It’s time for a flat tax on alcohol – health campaigners can drink to that

 

Source: The Telegraph

CHRISTOPHER SNOWDON

15 FEBRUARY 2017

 

Alcohol can cause problems and there are good reasons to tax it, but Britain’s system of alcohol duty makes no sense. Rather than tax alcohol, the government taxes drinks. A unit of alcohol is taxed at 28p if it happens to be in a glass of whisky but is just 8p if it is in a pint of cider. If the cider is strong, the tax is 7p – unless it is fizzy in which case it is 34p. The tax on a unit of alcohol in a glass of wine amounts to 20p, unless the wine is sparkling, in which case it is 25p.

 

It is an irrational and arbitrary system. The best justification for taxing alcohol is that it creates costs which have to be paid by people who drink responsibly (or not at all). Although temperance campaigners often claim that drinking costs society £21 billion a year, most of this seemingly gargantuan sum is not paid by taxpayers; it includes all sorts of “emotional” and “intangible” costs, as well as lost productivity costs, none of which are borne by teetotallers. The actual costs to the health service, police service, prison service, welfare system and judiciary amount to no more than £4.6 billion per year.
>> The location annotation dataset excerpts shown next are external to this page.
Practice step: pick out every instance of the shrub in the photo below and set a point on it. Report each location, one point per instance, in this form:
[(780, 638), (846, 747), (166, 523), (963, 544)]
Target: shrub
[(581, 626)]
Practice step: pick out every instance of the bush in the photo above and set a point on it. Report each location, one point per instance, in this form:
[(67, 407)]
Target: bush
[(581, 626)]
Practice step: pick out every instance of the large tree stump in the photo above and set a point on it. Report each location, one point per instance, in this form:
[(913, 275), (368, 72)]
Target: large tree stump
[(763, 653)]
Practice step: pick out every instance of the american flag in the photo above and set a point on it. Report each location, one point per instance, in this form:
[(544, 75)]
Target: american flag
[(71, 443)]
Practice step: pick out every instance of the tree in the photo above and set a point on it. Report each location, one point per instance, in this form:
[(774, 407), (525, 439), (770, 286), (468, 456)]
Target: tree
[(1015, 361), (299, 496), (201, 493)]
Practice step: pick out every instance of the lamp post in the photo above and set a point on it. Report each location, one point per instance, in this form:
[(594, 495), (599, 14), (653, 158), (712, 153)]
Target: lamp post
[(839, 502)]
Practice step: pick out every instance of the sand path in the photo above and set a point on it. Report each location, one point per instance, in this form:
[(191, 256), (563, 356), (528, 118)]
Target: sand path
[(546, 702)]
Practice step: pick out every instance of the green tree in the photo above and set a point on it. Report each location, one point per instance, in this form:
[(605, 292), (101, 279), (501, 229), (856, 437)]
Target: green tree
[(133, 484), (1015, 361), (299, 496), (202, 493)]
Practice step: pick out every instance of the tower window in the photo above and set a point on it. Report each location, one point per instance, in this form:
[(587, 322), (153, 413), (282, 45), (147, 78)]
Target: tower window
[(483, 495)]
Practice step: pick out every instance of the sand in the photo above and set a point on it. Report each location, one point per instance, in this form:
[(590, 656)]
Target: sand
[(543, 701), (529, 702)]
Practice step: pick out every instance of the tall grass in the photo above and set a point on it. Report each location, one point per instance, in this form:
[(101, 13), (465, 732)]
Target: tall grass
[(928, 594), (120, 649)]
This is not an insubstantial figure, but it is much less than the £11 billion the government scoops up in alcohol duty each year.

 

A new briefing paper from the Institute of Economic Affairs shows what a fair system would look like. British drinkers currently consume approximately 50 billion units of alcohol a year. To recover the £4.6 billion in costs, there should be a flat rate of tax of 9p on every unit of alcohol sold. That would mean a higher tax on some strong ciders and a lower tax on other drinks. Overall, it would mean lower taxes, but even after this reform most of our drinks would still be more expensive than the European average. In the EU-27, the average duty on a pint of lager is 14p (we currently pay 52p) and the average tax on a bottle of wine is 44p (we currently pay £2.08).

 

This is not the first time the idea of taxing alcohol by the unit has been suggested. Economic think tanks and temperance groups alike have called for the same thing. In 2011, the Institute for Fiscal Studies concluded that “it would seem desirable to treat different types of alcohol in the same way in the tax system” and, in 2016, the Alcohol Health Alliance called on the government to lobby the EU so that “drinks in all categories can be taxed according to their strength”. This raises the salient point that EU regulation currently prohibits a sensible system of per-unit alcohol taxation. As luck would have it, this will not be an obstacle for long.

 

The current tax regime is characterised by paternalism and protectionism, neither of which can be justified in a society that treats its citizens as adults. In an effort to clamp down on high-strength alcohol, George Osborne created a new, high tax category for beers and sparkling ciders with an alcohol content of more than 7.5 per cent.

 

As a result, there is now a wide range of cheap, high-strength beers and sparkling ciders with an alcohol content of exactly 7.5 per cent. Osborne’s attempt to give the drinks industry an incentive to produce lower strength beer has been equally unsuccessful because his lower rate of tax only applies to beers with an ABV of up to 2.8 per cent. This limit, which is also derived from EU law, is lower than the market will stand. It would make more sense to set the limit at around 3.6 per cent, which was the typical strength of ale in Britain before the rise of stronger continental lagers.

 

But the best approach would be to tax all alcoholic drinks by unit at the same rate. A 9p per unit tax would pay for all the costs imposed on public services by alcohol abuse and would incentivise the development of lower strength drinks across the board. It would effectively create a minimum unit price – as temperance campaigners have demanded – and would tackle alcohol duty evasion. It is time to tax alcohol, not fluids.